Paper ID: 1579
Title: Softstar: Heuristic-Guided Probabilistic Inference
Current Reviews

Submitted by Assigned_Reviewer_1

Q1: Comments to author(s). First provide a summary of the paper, and then address the following criteria: Quality, clarity, originality and significance. (For detailed reviewing guidelines, see http://nips.cc/PaperInformation/ReviewerInstructions)
I think this paper presents a valuable contribution to inverse optimal control and more generally to analysis of decision making and control as probabilistic inference. Incorporating ideas from heuristic search to estimate state marginals under the maxent model is an interesting and thought-provoking idea. The authors also evaluate their method on two interesting real-world datasets, including a football prediction dataset.

I think that there is a lot to learn from this work, and I can see some follow-up working making good use of the ideas presented in this paper.

That said, I think the paper is seriously hampered by confusing writing and excessive "specialization". For example, it took me several passes through the paper to understand that the authors were actually estimating the model parameters theta, which is mentioned briefly in the experiments section and at the end of Sec 2.2. Most of the paper is concerned with inference, which is indeed the most pressing problem in the maxent IOC framework, but the authors don't really explain this very well in the background section. The main technical sections of the paper are quite heavy on derivation and light on intuition and motivation, which also makes them tough to follow.
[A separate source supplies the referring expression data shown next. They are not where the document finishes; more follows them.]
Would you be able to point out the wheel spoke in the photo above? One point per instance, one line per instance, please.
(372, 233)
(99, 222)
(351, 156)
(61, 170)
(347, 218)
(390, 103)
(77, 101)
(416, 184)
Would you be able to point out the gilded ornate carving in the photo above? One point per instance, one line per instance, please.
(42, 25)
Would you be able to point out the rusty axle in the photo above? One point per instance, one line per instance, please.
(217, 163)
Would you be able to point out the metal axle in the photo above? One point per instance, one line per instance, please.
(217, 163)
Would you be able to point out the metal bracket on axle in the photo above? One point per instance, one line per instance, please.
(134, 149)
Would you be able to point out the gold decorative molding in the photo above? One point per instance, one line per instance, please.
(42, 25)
Overall, I think the paper can be improved dramatically from a more thorough top-down organization that clearly lays out what the authors are trying to do, better explains the maxent model, and clarifies where the proposed component fits in in the context of a practical algorithm.
Q2: Please summarize your review in 1-2 sentences
The authors present a very interesting method for estimating marginals under the maximum entropy IOC model based on heuristic search (inspired by A*). The method is evaluated on two realistic tasks and shows considerable promise, but the paper is hampered somewhat by unclear writing.

Submitted by Assigned_Reviewer_2

Q1: Comments to author(s). First provide a summary of the paper, and then address the following criteria: Quality, clarity, originality and significance. (For detailed reviewing guidelines, see http://nips.cc/PaperInformation/ReviewerInstructions)
In this paper, the authors extend the heuristic search algorithm A*, to a softened version.

Here, you do not search for a single optimal path, but one based (rougly) on maximizing an expected cost, w.r.t. a distribution over paths.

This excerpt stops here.